Sebelumnya, Sekretaris Daerah Kulon Progo Astungkoro menegaskan pemerintah telah menutup pintu negosiasi terhadap warga Temon yang berkaitan dengan penolakan rencana pembangunan bandar udara di Kecamatan Temon, Kabupaten Kulon Progo.
Lantaran saat ini tim appraisal telah selesai melakukan survei dan pencocokan lahan serta akan mengumumkan nilai tanah dan aset warga terdampak pada 14 Juni 2016 mendatang. “Kalau soal setuju atau tidak setuju pembangunan bandara mestinya sebelum IPL (izin penetapan lokasi) dikeluarkan,” kata Astungkoro saat dihubungi Tempo, Ahad, 15 Mei 2016.
Dia membantah soal kemungkinan tindakan penggusuran terhadap warga yang menolak melepaskan tanahnya untuk proyek pembangunan bandara. Hingga saat ini, warga terdampak yang bergabung dalam Wahana Tri Tunggal (WTT) tetap kukuh menyatakan menolak pembangunan bandara di Temon tanpa syarat.
“Bukan menggusur. Tapi proses itu memang diatur dalam undang-uandang (UU Nomer 2 Tahun 2012 tentang Pengadaan Tanah Bagi Pembangunan untuk Kepentingan Umum),” kata Astungkoro.
Negosiasi akan dilakukan ketika ada warga yang keberatan dengan nilai ganti rugi hasil survey tim appraisal. Warga bisa mengajukan gugatan ke Pengadilan Negeri Kulon Progo. Ganti rugi juga akan diberikan kepada warga yang menolak bandara. “Karena warga penolak tidak bersedia mengikuti proses konsulrasi publik dari awal, dianggap menerima besaran ganti rugi,” kata Astungkoro.
Berdasarkan hasil survey tim appraisal, ada 4.300 bidang terdampak bandara. Angka tersebut bertambah dari data Badan Pertanahan Nasional (BPN) yang semula mencatat hanya 3.444 bidang lahan terdampak. Penambahan bidang lahan tersebut, menurut Astungkoro karena diitung dari jumlah petani penggarap di atas bidang lahan milik Pakualaman. “Karena petani penggarap juga mendapat ganti rugi berdasarkan garapannya,” kata Astungkoro yang kini tengah menyiapkan persyaratan administrasi lahan relokasi.

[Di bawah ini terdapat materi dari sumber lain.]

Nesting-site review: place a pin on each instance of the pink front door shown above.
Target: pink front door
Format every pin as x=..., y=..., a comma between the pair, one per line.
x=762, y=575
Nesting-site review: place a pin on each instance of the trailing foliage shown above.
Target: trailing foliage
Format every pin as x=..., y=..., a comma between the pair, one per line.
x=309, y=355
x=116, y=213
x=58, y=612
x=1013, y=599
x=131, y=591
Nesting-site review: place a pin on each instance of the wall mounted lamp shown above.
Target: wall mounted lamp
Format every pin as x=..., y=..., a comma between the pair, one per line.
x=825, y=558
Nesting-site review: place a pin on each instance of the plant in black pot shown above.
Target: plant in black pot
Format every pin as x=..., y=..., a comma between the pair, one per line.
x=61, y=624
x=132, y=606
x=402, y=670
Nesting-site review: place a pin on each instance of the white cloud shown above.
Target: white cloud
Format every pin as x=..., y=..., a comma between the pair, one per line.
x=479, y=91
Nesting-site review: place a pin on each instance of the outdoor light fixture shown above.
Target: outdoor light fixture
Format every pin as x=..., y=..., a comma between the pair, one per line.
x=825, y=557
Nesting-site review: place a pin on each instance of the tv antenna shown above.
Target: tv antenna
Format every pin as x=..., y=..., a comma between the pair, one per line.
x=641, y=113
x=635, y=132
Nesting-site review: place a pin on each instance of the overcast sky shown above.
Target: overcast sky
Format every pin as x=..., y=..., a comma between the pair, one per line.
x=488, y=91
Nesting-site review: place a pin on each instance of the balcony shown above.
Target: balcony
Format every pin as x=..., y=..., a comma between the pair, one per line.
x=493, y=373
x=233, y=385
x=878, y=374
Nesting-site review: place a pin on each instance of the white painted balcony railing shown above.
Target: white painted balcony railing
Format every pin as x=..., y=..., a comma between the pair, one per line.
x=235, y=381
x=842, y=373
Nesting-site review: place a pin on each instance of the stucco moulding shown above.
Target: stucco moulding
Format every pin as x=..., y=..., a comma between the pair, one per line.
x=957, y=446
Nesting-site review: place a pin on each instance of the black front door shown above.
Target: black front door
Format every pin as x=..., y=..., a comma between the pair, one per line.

Rizky mengingatkan, tanah yang disiapkan untuk relokasi lahan pun tidak sebanding dengan hubungan hukum kepemilikan warga atas lahan sebelumnya. Lantaran, baik tanah kas desa maupun lahan Pakualaman tidak bisa diubah statusnya menjadi hak milik warga.
Apabila warga tinggal di tanah Pakualaman, maka hanya sebatas berstatus magersari. “Tanah kas desa juga dulunya tanah Pakualaman. Kalau suatu saat digunakan untuk kepentingan umum lainnya, warga terancam pindah lagi,” kata Rizky.